As corrected through Wednesday, March 9, 2011


In the Matter of Marcelo Rodriguez, Appellant,
v
Brian Fischer, as Commissioner of Correctional Services, et al., Respondents.

[*1] Marcelo Rodriguez, Albion, appellant pro se.

Eric T. Schneiderman, Attorney General, New York City (David Lawrence III of counsel), for respondents.

Appeal from a judgment of the Supreme Court (LaBuda, J.), entered January 20, 2010 in Sullivan County, which converted an application for a writ of habeas corpus, in a proceeding pursuant to CPLR article 70, into a proceeding pursuant to CPLR article 78 and dismissed the petition.

In 1976, petitioner was convicted of four counts of murder in the second degree as well as one count of robbery in the first degree and was sentenced to an aggregate prison term of 25 years to life. Following a tier III disciplinary hearing, petitioner was found guilty of violating certain prison disciplinary rules after he received mail at the correctional facility pertaining to two class action lawsuits. He brought an application for a writ of habeas corpus challenging the disciplinary determination. Supreme Court converted the application into a proceeding pursuant to CPLR article 78 and dismissed the petition for failure to exhaust administrative remedies. Petitioner appeals.

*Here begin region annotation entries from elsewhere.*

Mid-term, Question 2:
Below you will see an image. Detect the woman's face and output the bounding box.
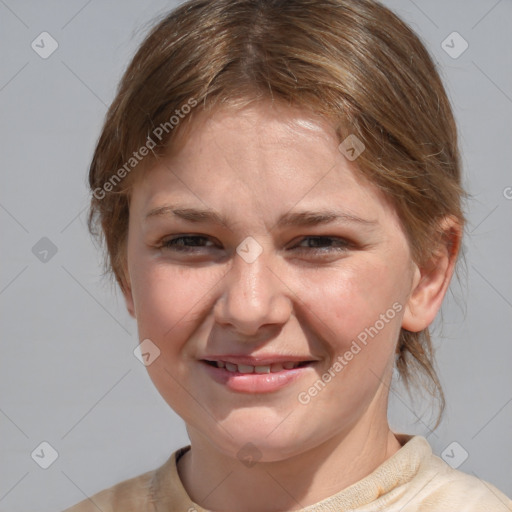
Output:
[126,103,415,460]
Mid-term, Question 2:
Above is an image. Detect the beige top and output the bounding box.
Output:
[64,434,512,512]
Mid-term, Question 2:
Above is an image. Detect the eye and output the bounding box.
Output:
[295,236,351,253]
[161,235,216,252]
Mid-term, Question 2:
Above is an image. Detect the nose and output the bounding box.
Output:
[214,247,293,336]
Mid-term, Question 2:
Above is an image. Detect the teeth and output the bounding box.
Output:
[211,361,300,374]
[254,365,270,373]
[238,364,254,373]
[226,363,238,372]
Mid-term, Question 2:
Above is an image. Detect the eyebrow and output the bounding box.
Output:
[146,205,378,227]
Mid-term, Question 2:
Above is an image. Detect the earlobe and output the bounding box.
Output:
[402,217,462,332]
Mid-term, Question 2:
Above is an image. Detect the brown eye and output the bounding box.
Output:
[162,235,215,252]
[297,236,350,252]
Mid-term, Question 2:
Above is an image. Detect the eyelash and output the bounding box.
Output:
[161,235,351,254]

We affirm. The record discloses that petitioner brought the application for a writ of habeas corpus after the disciplinary determination was rendered, but before the administrative appeal of that determination had been completed. In fact, after petitioner filed his pro se petition for a writ of habeas corpus, a decision was made on the administrative appeal which reduced the penalty. Clearly, petitioner failed to fully exhaust his administrative remedies prior to bringing a [*2]legal proceeding to challenge the disciplinary determination (see Matter of West v McGinnis, 4 AD3d 654, 655 [2004]; Matter of Watkins v Annucci, 305 AD2d 889, 890 [2003]). Consequently, Supreme Court properly dismissed the petition. Petitioner's remaining contentions have been considered and are lacking in merit.

Peters, J.P., Rose, Malone Jr., Stein and Garry, JJ., concur. Ordered that the judgment is affirmed, without costs.